If you try and think back to a day when you woke up feeling refreshed and energised, you may struggle - such is the hardship of modern life, where we must juggle early commutes, parenting, cooking, cleaning, socialising AND catching up with the Aussie series of The Traitors.
I mean, I’m worn out after just talking about feeling shattered.
But while sometimes our tiredness can just be down to cramming too much into one day (and not getting an early enough bedtime to make up for it), one doctor has warned that it could also be a sign of a common illness.
Their advice follows new guidance from National Institute for Health and Care Excellence, which has warned of symptoms like brain fog, exhaustion, mobility problems and anaemia all being potential signs of deficiency of a particular vitamin - B12.
Dr Rachel Ward, an NHS GP of Woodlands Medical Centre in Didcot, Oxfordshire, told The Sun: “Most people who have a balanced diet will have adequate B12 in their body.
“But if you have symptoms that could suggest a B12 deficiency, like tiredness, neurological symptoms, confusion, your GP will check your levels with a blood test.”
Dr Ward went on to explain why the vitamin was so important, saying: “Vitamin B12 is required to make red blood cells but is also critical for nerve cells and our immune system.
“If we do not have enough, we become anaemic and that affects all of our organ systems.
“Deficiency also leads to neurological symptoms such as numbness, poor balance, confusion and abnormal tingling sensations.”
Registered nutritionist Louise Pyne also agreed that there can be a link between a B12 deficiency and tiredness.
“Low levels of vitamin B12 can lead to tiredness, poor energy and getting out of breath easily,” she said.
“This is due to the fact that red blood cells aren’t able to transport oxygen around the body effectively.
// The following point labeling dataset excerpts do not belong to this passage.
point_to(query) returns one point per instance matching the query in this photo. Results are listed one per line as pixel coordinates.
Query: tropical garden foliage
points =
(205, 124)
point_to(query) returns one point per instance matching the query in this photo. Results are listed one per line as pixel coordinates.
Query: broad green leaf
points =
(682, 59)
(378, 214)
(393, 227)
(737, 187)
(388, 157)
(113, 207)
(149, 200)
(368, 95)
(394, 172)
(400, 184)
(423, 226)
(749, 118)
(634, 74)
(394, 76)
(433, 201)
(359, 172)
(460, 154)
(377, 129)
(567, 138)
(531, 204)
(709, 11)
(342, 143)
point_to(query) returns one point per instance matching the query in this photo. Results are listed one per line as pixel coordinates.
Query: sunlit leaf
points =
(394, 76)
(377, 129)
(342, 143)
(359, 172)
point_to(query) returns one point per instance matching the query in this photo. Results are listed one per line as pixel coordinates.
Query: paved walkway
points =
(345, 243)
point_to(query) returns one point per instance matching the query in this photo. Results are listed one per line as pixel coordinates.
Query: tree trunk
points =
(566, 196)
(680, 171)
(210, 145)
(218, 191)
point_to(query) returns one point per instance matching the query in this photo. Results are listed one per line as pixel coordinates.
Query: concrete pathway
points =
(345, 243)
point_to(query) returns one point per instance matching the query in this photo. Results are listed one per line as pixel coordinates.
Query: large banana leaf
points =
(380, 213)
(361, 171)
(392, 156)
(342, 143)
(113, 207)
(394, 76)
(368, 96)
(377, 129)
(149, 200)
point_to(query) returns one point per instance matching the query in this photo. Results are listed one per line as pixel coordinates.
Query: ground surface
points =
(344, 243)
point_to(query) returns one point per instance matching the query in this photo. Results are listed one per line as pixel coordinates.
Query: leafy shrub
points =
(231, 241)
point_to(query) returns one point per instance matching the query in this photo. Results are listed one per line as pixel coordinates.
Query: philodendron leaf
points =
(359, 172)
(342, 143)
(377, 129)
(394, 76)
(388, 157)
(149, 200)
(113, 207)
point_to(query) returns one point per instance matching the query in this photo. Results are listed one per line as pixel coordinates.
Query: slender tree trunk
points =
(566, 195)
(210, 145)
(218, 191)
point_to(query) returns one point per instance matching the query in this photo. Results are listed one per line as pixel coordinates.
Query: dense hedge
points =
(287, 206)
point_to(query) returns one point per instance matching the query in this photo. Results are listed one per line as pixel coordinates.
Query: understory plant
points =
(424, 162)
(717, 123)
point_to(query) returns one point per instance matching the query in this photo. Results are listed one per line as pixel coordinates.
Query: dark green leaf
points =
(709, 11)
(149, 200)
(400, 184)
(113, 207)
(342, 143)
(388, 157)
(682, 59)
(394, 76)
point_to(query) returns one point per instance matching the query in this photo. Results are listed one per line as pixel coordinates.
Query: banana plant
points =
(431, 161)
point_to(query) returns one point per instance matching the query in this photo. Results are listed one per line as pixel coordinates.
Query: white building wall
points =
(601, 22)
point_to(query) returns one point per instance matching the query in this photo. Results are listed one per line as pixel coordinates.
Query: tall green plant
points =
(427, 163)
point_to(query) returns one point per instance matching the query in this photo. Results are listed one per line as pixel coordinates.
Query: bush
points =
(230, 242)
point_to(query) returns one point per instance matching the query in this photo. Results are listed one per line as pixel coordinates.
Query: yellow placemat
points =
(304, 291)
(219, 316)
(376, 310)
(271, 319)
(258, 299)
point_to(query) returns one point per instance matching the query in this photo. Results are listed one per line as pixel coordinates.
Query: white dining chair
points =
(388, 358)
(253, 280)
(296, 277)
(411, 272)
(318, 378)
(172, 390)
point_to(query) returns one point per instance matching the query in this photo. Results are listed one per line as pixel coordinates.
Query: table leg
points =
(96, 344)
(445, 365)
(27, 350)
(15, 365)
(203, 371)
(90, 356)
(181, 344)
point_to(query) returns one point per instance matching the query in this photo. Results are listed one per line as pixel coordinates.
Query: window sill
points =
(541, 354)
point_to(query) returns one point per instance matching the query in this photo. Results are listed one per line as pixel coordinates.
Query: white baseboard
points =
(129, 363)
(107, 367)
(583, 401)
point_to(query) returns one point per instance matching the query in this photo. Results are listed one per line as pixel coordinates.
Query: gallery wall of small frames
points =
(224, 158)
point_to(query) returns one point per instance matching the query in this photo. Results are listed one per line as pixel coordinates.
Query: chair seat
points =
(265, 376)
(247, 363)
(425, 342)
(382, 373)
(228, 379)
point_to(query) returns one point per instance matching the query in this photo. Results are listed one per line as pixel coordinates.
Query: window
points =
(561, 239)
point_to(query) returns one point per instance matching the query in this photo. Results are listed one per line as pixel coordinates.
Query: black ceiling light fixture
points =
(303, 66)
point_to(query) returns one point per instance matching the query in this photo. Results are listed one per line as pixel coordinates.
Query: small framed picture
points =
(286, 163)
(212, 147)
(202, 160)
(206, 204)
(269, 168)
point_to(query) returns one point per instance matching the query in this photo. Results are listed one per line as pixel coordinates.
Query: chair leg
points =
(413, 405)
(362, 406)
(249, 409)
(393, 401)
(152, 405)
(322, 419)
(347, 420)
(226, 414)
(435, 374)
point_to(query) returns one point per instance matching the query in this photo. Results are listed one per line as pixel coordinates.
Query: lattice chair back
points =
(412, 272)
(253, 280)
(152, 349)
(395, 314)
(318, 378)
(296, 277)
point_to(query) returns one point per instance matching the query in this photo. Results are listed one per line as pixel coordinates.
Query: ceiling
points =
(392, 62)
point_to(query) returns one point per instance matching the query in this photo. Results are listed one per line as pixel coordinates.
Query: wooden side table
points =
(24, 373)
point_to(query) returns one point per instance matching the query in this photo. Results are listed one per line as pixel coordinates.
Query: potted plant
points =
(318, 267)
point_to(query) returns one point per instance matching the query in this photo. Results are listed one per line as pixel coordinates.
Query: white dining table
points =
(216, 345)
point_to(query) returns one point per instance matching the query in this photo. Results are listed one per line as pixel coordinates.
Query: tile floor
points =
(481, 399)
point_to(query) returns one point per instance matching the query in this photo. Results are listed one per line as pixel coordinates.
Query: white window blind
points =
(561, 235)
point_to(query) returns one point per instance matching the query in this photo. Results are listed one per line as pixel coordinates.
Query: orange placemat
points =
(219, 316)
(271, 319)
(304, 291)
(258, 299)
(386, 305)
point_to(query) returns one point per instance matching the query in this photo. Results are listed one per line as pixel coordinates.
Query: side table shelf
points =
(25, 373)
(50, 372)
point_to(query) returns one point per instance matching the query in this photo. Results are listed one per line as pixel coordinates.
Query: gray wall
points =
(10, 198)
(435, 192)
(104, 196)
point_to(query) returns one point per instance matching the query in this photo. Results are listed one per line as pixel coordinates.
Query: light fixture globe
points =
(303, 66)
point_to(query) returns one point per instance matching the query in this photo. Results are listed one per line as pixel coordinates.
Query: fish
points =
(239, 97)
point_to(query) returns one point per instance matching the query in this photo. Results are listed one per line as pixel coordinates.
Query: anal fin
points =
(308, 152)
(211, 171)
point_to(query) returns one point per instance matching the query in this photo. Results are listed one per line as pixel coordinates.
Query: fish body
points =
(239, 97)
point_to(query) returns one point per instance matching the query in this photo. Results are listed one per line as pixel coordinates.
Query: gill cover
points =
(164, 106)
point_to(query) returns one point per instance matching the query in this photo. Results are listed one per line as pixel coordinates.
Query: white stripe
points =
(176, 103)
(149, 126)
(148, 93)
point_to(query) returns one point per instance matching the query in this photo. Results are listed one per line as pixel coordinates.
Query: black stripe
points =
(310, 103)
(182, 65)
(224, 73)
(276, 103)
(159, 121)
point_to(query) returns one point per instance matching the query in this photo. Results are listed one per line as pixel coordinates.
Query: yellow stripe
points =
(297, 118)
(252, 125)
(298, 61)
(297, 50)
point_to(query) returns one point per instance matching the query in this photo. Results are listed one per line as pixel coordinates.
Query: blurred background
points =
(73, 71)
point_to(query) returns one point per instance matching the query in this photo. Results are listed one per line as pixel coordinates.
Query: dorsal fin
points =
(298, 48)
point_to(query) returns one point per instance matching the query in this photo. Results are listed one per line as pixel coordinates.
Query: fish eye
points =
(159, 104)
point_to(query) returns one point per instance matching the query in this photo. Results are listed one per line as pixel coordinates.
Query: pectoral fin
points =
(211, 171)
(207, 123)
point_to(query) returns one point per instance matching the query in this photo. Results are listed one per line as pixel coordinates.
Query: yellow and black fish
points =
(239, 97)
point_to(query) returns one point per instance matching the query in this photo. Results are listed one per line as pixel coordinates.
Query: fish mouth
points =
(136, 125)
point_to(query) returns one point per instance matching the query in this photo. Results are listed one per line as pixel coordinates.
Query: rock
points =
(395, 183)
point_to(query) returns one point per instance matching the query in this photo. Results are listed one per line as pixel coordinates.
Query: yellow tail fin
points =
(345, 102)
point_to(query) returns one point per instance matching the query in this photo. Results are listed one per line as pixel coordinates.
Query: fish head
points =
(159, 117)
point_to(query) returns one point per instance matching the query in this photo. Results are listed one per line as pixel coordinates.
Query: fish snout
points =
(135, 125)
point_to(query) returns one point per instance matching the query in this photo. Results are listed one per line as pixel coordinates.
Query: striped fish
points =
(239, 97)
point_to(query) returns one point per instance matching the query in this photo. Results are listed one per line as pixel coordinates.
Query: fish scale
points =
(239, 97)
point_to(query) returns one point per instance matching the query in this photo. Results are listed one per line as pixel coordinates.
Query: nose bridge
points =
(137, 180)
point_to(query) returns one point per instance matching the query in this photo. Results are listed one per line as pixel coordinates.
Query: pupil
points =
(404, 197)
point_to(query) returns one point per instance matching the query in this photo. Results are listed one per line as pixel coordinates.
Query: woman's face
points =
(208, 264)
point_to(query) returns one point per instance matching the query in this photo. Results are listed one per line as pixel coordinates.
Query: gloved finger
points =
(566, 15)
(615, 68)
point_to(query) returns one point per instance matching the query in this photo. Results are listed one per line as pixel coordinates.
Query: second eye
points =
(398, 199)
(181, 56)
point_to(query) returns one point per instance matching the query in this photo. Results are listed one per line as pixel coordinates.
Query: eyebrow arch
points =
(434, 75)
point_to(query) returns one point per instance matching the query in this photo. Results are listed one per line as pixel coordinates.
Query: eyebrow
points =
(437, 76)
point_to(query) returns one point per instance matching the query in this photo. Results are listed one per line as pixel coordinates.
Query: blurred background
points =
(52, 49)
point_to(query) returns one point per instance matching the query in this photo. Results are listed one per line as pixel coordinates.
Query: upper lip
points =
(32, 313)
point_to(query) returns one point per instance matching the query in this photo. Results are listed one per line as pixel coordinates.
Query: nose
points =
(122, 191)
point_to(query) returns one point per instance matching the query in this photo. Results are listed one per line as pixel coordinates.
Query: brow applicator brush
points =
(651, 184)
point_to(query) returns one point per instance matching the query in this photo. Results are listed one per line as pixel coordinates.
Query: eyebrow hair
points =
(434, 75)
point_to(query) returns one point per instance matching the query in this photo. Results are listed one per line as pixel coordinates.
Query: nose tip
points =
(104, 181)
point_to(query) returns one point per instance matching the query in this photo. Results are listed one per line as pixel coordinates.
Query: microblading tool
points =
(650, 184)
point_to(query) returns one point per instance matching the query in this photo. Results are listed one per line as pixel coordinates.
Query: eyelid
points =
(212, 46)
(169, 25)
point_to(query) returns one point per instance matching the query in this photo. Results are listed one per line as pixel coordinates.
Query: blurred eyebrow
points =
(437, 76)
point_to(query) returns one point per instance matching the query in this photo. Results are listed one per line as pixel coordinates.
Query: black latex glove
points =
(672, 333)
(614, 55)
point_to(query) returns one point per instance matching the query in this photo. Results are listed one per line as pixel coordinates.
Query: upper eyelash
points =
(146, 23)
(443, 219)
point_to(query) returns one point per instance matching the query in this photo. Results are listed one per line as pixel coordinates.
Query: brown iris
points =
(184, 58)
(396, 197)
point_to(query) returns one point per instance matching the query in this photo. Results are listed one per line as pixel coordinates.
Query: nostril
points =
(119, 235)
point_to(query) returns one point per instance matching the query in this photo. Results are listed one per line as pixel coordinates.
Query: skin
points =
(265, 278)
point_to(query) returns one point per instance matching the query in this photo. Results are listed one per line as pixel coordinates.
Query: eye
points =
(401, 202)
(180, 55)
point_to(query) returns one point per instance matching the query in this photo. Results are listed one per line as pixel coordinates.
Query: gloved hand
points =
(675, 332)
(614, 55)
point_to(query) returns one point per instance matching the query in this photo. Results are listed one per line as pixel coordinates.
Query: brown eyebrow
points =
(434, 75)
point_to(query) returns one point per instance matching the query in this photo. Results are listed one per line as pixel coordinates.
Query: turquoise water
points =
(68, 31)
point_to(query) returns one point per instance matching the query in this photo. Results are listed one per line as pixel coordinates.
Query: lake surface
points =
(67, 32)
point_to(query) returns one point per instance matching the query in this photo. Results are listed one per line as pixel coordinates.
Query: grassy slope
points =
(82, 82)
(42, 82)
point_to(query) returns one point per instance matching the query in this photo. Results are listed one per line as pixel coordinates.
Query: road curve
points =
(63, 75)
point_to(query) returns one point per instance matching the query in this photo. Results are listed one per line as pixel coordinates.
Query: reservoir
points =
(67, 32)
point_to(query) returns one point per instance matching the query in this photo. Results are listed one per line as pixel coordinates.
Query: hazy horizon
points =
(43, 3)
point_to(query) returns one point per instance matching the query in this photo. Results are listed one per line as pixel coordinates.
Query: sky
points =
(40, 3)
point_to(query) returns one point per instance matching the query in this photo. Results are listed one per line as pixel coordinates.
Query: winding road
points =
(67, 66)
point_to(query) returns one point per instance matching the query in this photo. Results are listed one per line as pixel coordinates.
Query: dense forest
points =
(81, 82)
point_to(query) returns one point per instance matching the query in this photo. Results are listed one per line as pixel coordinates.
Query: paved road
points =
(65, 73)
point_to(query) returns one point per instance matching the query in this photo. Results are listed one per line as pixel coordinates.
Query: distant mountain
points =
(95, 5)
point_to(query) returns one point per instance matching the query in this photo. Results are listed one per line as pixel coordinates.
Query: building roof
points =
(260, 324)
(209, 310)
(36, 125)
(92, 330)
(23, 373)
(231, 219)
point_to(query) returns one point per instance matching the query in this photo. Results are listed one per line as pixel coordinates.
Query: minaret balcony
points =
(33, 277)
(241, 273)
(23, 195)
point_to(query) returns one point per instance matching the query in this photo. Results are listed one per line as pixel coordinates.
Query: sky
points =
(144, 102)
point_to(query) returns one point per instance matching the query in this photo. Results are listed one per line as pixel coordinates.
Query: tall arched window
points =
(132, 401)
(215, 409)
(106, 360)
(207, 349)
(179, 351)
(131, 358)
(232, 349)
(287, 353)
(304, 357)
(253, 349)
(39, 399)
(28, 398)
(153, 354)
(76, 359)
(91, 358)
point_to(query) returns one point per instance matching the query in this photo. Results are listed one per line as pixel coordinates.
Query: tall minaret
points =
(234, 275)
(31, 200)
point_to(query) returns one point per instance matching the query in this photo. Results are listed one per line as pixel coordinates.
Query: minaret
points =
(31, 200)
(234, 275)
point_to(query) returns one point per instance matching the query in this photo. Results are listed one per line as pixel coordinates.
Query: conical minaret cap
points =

“Other symptoms include vision changes, pins and needles, muscle weakness and poor memory.”
According to the NHS, adults require around 1.5 micrograms of vitamin B12 daily - an amount most of us get purely through eating a balanced diet.
Dr Ward added: “Our bodies do not make vitamin B12 so we rely on absorbing it from food or taking supplements.
“The most B12-rich foods are meat, fish and dairy products, meaning those following a vegan diet need to eat adequate fortified foods or take supplements to keep healthy B12 levels.”